The claim that Roosevelt betrayed Eastern Europe at Yalta, and that he set the stage for 40 years of Soviet domination, is an old right-wing canard. By repeating it, and by publicly charging that the Yalta agreement was in the “unjust tradition” of Hitler’s deal with Stalin, Bush was simply engaging in cheap historical revisionism. His glib comments belong to the Ann Coulter school of history.

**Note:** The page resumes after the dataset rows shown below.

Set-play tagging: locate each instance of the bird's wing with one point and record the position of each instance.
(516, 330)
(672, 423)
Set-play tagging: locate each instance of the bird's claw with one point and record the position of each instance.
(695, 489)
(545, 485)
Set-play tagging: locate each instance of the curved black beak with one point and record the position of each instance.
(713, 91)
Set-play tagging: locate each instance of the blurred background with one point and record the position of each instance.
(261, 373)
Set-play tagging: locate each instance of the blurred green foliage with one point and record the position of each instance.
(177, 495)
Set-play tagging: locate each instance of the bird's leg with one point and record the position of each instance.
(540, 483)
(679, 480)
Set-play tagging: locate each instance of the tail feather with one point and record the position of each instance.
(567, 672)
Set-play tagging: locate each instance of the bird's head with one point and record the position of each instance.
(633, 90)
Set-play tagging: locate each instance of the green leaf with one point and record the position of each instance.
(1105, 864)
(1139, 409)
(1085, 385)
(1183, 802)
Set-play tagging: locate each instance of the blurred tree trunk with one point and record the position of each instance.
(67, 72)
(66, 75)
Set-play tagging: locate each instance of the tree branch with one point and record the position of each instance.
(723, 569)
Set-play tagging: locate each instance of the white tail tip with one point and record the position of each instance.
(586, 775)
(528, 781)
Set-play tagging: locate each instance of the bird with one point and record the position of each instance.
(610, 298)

[. . .] One element of the right-wing mythology developed in those years was that Alger Hiss, who served during the war as an assistant to Secretary of State Edward Stettinius Jr. — and who was charged in the years that followed with being a Soviet spy and was convicted of perjury — was instrumental in getting Roosevelt to collude with Stalin against Churchill. It was none other than Joseph McCarthy who declared in February 1950 that “if time permitted, it might be well to go into detail about the fact that Hiss was Roosevelt’s chief advisor at Yalta when Roosevelt was admittedly in ill health and tired physically and mentally.” In later decades, conservatives such as Ronald Reagan would denounce any negotiations with the Soviet Union as portending a new “Yalta.”
We need to understand just how far to the right Bush’s statement was. This is back to McCarthyism. And where will it go from here? Watch your backs.